Un altro fatto importante per cui via Leutari è famosa, riguarda il ritrovamento, sotto le fondamenta di due edifici, della colossale statua di Pompeo. Originariamente situata nella Curia di Pompeo, la statua fu oggetto di dura contesa tra i proprietari dei due palazzi perché giacente sulle proprietà di entrambi, ovvero in posizione orizzontale e con la testa sporgente al di là del muro divisorio dei due edifici.
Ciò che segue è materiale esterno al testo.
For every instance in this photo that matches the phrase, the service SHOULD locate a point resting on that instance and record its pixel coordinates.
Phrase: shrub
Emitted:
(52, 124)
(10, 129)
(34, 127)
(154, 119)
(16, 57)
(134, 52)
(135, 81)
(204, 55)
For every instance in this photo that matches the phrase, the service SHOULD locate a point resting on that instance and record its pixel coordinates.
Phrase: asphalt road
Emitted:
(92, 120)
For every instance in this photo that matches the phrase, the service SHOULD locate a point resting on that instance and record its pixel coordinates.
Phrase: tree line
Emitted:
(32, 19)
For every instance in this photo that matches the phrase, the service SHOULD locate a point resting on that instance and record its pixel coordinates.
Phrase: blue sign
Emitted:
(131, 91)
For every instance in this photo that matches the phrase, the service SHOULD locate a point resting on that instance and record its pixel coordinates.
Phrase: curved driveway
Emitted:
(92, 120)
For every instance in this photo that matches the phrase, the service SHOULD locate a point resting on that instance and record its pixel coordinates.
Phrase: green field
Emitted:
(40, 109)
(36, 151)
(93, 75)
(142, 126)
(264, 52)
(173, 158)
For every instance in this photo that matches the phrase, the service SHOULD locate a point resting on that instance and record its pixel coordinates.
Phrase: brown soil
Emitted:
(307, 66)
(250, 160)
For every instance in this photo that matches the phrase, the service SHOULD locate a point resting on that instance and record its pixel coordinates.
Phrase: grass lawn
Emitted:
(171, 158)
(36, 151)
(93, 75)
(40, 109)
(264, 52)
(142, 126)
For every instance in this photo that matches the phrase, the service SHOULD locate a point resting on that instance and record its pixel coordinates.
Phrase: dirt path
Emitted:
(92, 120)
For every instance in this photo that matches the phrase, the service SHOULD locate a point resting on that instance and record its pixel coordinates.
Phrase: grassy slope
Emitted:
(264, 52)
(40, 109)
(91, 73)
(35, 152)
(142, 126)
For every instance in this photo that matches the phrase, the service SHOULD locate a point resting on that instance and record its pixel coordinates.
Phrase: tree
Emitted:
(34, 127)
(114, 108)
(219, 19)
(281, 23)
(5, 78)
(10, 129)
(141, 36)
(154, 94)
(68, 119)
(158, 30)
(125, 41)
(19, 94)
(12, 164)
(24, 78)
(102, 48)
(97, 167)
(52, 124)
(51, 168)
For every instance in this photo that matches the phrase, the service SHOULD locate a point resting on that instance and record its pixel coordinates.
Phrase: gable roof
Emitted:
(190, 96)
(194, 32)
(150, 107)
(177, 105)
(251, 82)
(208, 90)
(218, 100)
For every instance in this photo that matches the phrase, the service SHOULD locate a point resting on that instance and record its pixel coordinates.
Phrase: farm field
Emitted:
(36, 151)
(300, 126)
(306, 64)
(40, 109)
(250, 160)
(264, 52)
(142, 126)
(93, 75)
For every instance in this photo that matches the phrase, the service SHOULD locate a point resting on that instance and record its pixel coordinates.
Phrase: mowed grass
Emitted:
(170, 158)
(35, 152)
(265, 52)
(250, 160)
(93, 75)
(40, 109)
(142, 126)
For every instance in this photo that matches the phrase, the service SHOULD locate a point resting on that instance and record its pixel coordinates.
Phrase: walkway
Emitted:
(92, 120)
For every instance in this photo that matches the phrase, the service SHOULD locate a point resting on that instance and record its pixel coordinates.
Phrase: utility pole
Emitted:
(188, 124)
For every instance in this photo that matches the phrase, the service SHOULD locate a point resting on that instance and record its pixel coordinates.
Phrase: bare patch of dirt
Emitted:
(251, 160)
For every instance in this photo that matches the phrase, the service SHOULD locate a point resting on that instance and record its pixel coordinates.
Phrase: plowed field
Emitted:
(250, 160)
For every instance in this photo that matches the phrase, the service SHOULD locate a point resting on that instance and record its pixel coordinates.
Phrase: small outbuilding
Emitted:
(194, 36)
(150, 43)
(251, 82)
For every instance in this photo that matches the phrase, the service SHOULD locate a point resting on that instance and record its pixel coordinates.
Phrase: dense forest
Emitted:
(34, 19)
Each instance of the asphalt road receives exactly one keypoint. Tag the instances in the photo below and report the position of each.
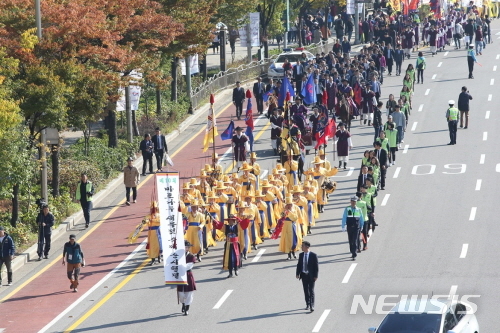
(437, 233)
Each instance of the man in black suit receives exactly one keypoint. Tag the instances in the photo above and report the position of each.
(238, 98)
(362, 177)
(160, 147)
(381, 155)
(147, 147)
(307, 271)
(258, 92)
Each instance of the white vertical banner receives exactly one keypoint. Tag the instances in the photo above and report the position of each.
(171, 228)
(255, 29)
(135, 93)
(195, 68)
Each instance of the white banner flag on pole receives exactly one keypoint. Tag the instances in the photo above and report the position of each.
(171, 228)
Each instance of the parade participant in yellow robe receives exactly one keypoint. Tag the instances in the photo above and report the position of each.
(301, 203)
(217, 172)
(264, 225)
(312, 209)
(270, 200)
(243, 232)
(291, 237)
(211, 208)
(195, 193)
(253, 214)
(255, 168)
(232, 195)
(221, 200)
(186, 198)
(194, 233)
(216, 211)
(247, 180)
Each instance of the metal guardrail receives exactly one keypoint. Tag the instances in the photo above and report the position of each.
(222, 80)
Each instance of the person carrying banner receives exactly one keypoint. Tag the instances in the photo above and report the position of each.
(185, 292)
(240, 146)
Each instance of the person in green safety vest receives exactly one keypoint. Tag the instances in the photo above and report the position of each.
(452, 118)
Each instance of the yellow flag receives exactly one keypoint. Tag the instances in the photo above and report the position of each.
(211, 130)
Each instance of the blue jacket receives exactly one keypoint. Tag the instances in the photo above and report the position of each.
(7, 247)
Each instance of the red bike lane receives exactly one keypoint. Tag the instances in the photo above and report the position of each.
(47, 295)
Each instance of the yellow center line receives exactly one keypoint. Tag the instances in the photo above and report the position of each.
(44, 269)
(107, 297)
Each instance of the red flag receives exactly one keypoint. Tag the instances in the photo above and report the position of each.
(324, 99)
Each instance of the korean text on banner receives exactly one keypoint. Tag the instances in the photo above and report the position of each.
(171, 229)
I giudici decisero di far decapitare la statua per accontentare entrambi i contendenti: il cardinale Capodiferro, inorridito dinanzi allo scempio che ne sarebbe seguito, informò dell'avvenimento papa Giulio III, il quale, pur di non far eseguire l'insana sentenza, acquistò la statua per 500 scudi e ne fece dono al cardinale per ornare il suo bellissimo palazzo: ancora oggi possiamo ammirarla all'interno di palazzo Spada, mentre una sua copia è nel cortile di un edificio in via Monte della Farina, a conferma del fatto che questo edificio, presumibilmente, fu costruito sui resti di quella che era la Curia di Pompeo, dove venne assassinato Giulio Cesare, proprio ai piedi della celebre statua. 
Ultima piccola curiosità, di questa piccola strada, si trova al civico 35, dove una targa commemorativa ci ricorda come "abitando questa casa Gioacchino Rossini trovò le armonie sempre nuove del Barbiere di Siviglia"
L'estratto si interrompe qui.